DNS based Website Failover Solutions?
Chase asks: "I run a couple of websites(including for my work). I'd like to have a backup web server that people would hit when my server goes down. My primary host is on my companies T1 line and even though I've had my server die once the most common reason for my sites to be offline is that our T1 goes down. I've looked at the High-Availability Linux Project but it seems that almost everything there is for failover using ip takeover which isn't an option if my network link dies and my backup server is on a different network. ZoneEdit seems to offer what I'm looking for but I'm wanting a do it myself solution. The only software I've found is Eddie and it seems to have stopped development around 2000. I know DNS based failover doesn't give 100% uptime but with a low cache time and decent monitoring it seems like it's the best solution for having my backup server at a differnt location and on a differnt network. Anyone know of a good solution? (Using Linux and/or Solaris hosts)"
Dyndns.org offers free DNS services for dynamic ip addresses. They also offer a fee service that allows you to use your own domain name. Why not set it up with them? If your web server is unreachable by the other server, it will send a dyndns update query with the new address. Just a thought. -P
If I understand you correctly you you are looking for a F/OSS project to do what you are after.
However if you do actaully have a budget to spend have a look at the 3DNS product from F5 Networks. it does the failover you describe and although it works better if it is intereacting with F5's server load balancing product, it can still monitor and react to standard web servers becoming unavailable.

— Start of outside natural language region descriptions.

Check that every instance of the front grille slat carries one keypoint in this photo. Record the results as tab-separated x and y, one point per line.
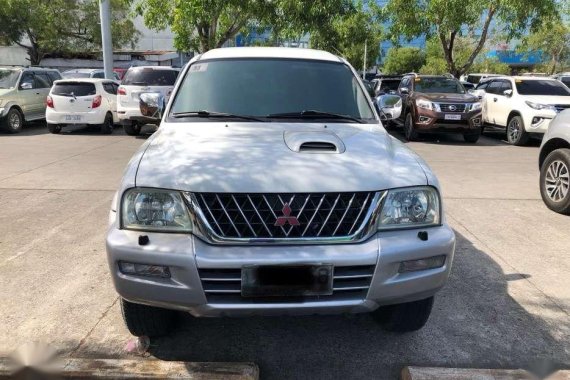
285	216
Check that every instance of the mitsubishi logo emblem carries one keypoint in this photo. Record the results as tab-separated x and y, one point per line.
286	217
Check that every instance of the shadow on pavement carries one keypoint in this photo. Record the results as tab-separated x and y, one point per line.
475	323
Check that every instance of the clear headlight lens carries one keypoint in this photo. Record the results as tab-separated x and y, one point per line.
423	103
410	207
538	106
155	210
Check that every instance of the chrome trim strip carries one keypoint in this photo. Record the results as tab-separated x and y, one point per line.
368	227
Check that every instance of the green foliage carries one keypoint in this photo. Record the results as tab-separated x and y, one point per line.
449	20
403	60
43	27
347	34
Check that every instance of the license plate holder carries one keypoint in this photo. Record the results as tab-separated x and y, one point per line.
452	117
287	280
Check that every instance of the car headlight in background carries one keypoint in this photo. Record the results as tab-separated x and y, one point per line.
425	104
410	207
538	106
154	210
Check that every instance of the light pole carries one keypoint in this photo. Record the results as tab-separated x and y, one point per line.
105	12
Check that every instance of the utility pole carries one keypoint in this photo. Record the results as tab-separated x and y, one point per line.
105	12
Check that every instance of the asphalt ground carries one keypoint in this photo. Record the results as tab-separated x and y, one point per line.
507	304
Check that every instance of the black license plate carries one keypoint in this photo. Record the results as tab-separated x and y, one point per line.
286	281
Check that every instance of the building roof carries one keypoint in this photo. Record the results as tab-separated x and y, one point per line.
270	52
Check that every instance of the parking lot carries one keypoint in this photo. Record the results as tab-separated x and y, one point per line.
507	304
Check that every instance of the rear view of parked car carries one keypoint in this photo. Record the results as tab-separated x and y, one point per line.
91	102
136	81
23	94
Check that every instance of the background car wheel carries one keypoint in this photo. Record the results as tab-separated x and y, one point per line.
54	128
107	126
405	317
133	130
142	320
555	181
409	130
516	134
472	137
14	121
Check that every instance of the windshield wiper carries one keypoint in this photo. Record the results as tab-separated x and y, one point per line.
210	114
314	114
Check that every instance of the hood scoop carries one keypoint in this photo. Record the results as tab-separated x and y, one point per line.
313	142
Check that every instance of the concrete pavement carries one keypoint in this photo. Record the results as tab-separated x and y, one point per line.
507	304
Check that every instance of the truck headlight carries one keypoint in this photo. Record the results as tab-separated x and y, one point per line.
154	210
409	208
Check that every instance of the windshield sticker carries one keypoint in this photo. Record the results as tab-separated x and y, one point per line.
199	67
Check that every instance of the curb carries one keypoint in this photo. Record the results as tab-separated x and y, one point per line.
134	369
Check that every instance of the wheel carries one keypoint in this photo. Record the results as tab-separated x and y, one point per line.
555	181
409	130
516	134
107	126
54	128
132	130
142	320
404	317
472	137
14	121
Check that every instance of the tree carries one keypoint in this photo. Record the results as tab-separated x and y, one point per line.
403	60
447	20
201	25
43	27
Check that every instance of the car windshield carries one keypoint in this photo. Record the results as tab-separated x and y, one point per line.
438	85
150	77
541	87
8	78
263	86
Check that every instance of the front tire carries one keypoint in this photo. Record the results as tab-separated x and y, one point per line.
142	320
516	134
14	121
555	181
133	129
405	317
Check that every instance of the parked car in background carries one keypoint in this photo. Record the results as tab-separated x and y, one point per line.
88	101
23	92
87	73
554	164
282	197
438	103
159	79
521	106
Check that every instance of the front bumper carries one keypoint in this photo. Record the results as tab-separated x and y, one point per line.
187	257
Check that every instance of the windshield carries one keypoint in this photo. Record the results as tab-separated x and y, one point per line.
541	87
438	85
262	87
8	78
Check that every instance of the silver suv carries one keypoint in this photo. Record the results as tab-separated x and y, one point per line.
23	93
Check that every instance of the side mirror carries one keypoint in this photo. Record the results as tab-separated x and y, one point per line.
151	105
390	106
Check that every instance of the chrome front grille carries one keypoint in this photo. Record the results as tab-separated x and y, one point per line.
285	217
452	107
224	286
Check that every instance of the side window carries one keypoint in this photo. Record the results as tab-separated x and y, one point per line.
42	81
27	81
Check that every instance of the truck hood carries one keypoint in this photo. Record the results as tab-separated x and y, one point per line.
459	98
261	157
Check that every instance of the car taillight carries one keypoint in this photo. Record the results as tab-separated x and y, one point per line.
96	101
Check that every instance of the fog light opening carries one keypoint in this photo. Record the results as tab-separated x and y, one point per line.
422	264
144	269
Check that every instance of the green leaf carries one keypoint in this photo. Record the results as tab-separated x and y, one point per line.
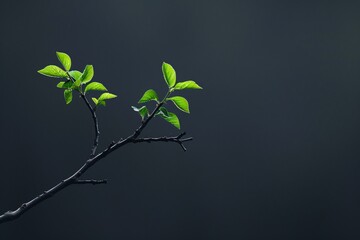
163	112
106	96
187	85
143	111
77	84
75	74
95	86
95	101
172	118
87	74
181	103
169	74
68	96
53	71
64	59
66	85
148	96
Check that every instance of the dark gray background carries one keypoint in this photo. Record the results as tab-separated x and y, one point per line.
276	128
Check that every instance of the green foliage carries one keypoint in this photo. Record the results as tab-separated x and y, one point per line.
95	101
143	111
76	81
64	59
106	96
181	103
187	85
75	74
95	86
87	74
169	74
53	71
148	96
68	96
68	84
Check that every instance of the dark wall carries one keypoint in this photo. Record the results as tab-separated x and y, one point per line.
276	128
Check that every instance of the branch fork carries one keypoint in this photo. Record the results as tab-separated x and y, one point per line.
74	179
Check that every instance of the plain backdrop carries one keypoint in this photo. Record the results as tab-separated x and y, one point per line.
276	129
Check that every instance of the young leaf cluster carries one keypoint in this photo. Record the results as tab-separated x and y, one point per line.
75	80
180	102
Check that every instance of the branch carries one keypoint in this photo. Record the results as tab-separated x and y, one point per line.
96	125
178	139
91	181
74	178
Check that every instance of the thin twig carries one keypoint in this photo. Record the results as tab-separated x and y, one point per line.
96	125
74	178
176	139
90	181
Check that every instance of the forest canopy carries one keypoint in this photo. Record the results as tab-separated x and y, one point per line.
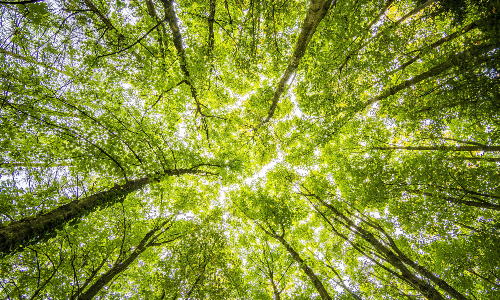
242	149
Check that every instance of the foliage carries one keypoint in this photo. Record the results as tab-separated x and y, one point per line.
219	149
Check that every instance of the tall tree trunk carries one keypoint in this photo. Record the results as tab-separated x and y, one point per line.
302	264
316	12
442	148
464	202
475	53
392	258
307	270
120	266
34	228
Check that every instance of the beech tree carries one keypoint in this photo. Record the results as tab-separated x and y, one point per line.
233	149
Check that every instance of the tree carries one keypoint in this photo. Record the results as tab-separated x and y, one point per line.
249	150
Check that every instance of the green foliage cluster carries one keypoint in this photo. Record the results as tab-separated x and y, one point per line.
174	150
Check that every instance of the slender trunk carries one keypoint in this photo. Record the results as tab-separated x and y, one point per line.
491	159
438	43
119	266
173	23
423	287
302	264
474	53
316	12
33	165
442	148
307	270
341	282
464	202
30	60
34	228
420	269
211	19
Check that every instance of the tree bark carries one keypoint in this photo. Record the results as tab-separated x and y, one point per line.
392	258
34	228
316	12
442	148
473	53
465	202
120	266
302	264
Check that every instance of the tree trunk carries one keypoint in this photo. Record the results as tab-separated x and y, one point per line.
473	53
442	148
392	258
119	266
302	264
464	202
34	228
316	12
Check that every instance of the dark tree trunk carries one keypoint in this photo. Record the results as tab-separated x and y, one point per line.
316	12
34	228
302	264
442	148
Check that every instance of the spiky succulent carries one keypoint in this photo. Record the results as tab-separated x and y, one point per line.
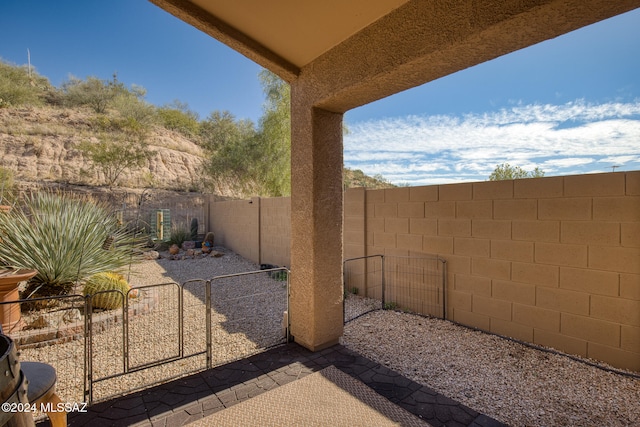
104	287
64	237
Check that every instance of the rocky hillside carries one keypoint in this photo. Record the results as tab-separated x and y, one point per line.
41	144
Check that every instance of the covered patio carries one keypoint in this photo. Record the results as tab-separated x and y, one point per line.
337	56
202	398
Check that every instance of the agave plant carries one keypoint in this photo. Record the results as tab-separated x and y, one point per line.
66	238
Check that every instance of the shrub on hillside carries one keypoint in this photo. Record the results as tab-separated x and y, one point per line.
21	86
180	118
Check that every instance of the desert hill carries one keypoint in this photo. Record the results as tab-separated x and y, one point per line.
41	144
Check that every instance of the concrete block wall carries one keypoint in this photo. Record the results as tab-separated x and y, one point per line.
554	261
275	231
258	229
236	226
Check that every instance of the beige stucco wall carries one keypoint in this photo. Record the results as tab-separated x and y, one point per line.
554	261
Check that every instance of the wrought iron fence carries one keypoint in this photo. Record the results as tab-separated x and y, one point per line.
415	284
155	334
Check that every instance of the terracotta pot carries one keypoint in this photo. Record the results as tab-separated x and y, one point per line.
9	280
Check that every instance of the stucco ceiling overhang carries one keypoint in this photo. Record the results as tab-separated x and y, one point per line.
351	52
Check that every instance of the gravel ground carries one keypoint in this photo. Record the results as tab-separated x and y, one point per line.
246	317
508	381
511	382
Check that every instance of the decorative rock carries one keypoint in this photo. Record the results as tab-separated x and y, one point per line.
151	255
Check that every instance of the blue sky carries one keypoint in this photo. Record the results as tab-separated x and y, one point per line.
569	105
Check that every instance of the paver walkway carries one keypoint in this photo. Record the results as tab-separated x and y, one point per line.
191	398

The Romans didn't find algebra very challenging, because X was always 10
If your T1 is down tht often I'd change providers. My T1 has been 'slow' once in the past year with 1 outage that lasted for about an hour when we first installed it.
/* oops I accidentally made a comment, sorry */
1. Use colocation/Web hosting as the primary site. Their uptimes are usually very strong.

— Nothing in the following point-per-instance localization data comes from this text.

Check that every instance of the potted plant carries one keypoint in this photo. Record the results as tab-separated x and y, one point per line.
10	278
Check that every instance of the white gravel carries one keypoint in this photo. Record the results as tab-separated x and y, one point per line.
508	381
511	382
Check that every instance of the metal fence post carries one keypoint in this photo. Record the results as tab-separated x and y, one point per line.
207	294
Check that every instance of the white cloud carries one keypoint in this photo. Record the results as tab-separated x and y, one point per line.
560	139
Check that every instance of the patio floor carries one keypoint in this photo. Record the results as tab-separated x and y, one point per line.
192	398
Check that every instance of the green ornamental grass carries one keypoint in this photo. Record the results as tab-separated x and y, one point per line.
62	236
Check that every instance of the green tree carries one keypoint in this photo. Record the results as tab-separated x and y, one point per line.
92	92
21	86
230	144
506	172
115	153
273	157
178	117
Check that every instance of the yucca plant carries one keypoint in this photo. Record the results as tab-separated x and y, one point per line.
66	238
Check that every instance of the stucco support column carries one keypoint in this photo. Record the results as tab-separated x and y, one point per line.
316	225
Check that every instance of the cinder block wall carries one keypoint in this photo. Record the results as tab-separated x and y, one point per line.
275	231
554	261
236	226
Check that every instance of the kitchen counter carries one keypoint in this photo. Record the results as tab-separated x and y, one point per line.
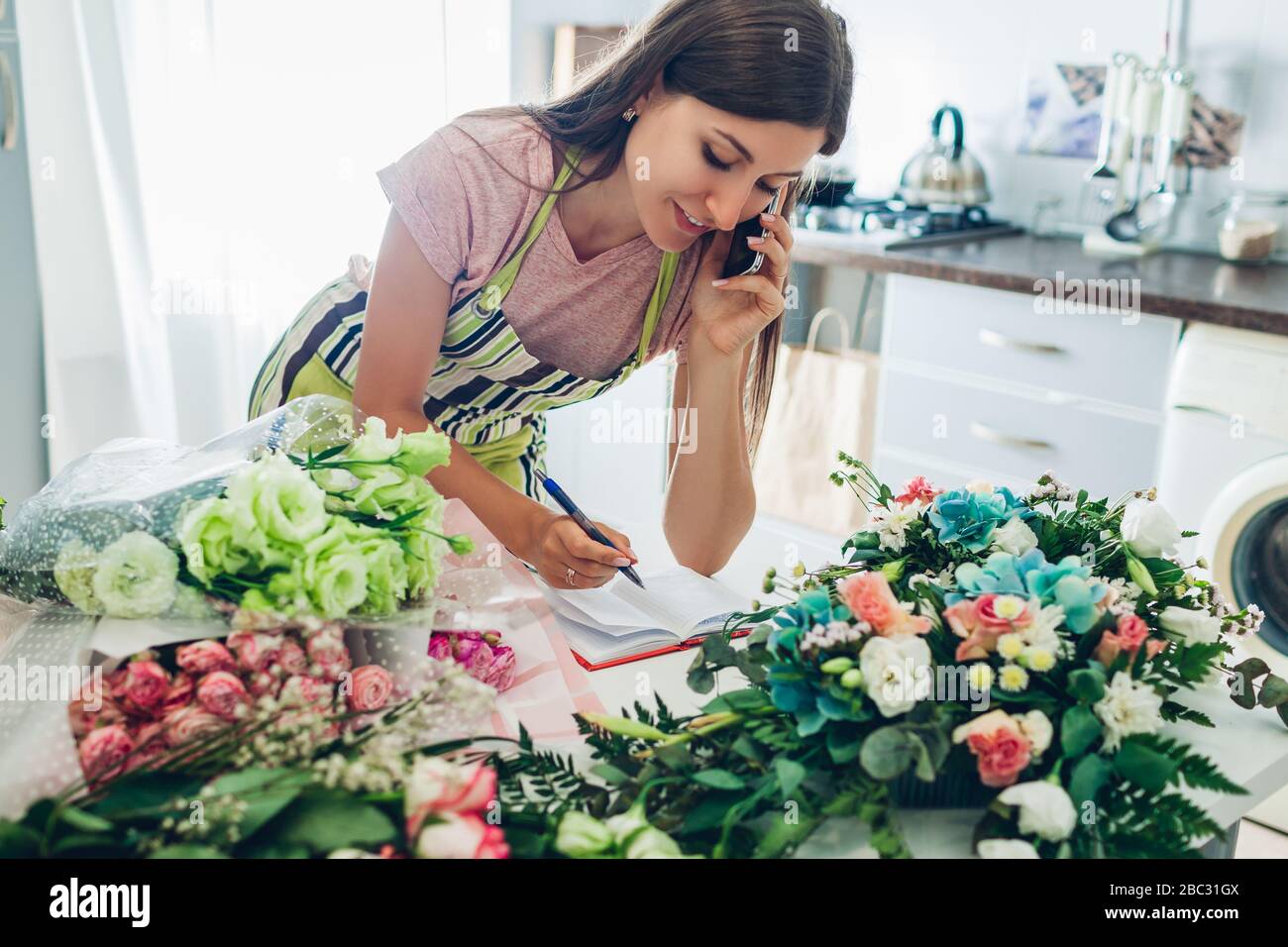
1183	285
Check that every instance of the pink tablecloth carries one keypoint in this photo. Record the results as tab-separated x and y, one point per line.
549	684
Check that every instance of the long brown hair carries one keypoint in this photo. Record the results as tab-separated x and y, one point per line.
768	59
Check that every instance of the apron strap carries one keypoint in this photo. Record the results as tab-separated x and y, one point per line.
498	285
665	277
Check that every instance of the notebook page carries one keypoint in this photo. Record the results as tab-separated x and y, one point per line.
601	607
682	598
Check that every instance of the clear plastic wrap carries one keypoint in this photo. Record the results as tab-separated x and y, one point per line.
133	484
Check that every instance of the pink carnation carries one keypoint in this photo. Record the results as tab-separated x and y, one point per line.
303	690
871	599
103	750
179	694
979	622
204	657
327	656
480	652
456	835
1129	635
437	787
370	688
223	694
917	488
145	685
1001	748
188	724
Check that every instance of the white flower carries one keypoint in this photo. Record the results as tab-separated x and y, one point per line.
1014	536
1037	727
136	577
1038	659
890	672
73	571
1046	809
1190	625
1013	678
892	525
1149	530
1010	646
1128	706
1006	848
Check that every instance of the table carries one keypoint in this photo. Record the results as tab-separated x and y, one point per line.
1250	748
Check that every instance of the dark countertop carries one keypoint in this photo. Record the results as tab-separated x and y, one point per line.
1185	285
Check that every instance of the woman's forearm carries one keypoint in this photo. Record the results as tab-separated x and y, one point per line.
506	513
709	500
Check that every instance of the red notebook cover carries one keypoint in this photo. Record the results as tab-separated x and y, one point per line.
670	648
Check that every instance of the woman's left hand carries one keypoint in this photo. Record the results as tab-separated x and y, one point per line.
734	312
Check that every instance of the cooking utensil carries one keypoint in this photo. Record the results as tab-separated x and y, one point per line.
1146	98
1173	125
944	171
1102	193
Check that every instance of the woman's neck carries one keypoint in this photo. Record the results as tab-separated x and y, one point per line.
600	215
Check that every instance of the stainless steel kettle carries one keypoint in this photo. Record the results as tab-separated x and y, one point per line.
944	171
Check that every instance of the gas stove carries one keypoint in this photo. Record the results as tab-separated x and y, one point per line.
893	223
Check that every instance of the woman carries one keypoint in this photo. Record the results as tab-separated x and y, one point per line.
600	221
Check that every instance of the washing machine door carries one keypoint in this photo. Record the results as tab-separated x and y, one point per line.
1244	539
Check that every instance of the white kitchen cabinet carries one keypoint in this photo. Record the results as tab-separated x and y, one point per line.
980	382
24	458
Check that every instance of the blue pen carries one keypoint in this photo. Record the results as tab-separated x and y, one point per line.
584	522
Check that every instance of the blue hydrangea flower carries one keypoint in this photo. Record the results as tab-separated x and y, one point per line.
1067	583
969	517
794	686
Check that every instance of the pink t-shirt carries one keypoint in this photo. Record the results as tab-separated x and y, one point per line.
468	217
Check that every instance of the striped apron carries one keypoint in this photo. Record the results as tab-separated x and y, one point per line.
487	392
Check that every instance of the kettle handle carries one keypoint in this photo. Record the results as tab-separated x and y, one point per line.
958	131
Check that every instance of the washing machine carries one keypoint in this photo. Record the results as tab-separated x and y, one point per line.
1224	472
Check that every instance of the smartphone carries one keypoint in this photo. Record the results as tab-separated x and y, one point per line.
742	260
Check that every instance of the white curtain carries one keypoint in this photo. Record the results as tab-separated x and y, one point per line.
250	133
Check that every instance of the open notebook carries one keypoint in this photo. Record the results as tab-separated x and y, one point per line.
619	621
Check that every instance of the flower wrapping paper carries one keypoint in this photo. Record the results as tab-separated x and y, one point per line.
38	749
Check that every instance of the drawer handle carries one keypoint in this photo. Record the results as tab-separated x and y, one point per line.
996	437
1000	342
9	137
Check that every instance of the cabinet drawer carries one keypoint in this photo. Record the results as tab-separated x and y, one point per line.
999	334
1019	437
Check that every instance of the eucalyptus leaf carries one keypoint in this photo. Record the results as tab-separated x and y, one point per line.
331	821
719	780
791	775
1144	767
1078	731
887	753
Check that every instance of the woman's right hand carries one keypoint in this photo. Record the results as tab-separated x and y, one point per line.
558	544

2. You will need a second line. Mandatory. If you really want insane uptime, you'll need dynamic routes ala BGP from both ISP's. If you don't need that much, you could maybe work with an automated probe-and-dnsupdate script which can run outside the network. It would switch the primary DNS to and from the backup IP address which is on the isolated network.
3. Have an equalized DNS entry for both IP addresses. It gives the client a 50% chance of connecting once its dead, but its better than nothing.
4. Tell the site visitors to connect to www1.mysite.com if they're having troubles reaching your site and have www1 pointing to your backup IP. Make sure your DNS servers are network redudant as well, or the whole excersize is pretty pointless.
Bye!
More information here.
Read all about IP take over and distributing server load as sample chapter of O'Reilly's Linux Server Hacks.
Don't know if it works for your setup.
My favorite quote:
If you serve a particularly popular site, you will eventually find the wall at which your server simply can't serve any more requests. In the web server world, this is called the Slashdot effect, and it isn't a pretty site (er, sight)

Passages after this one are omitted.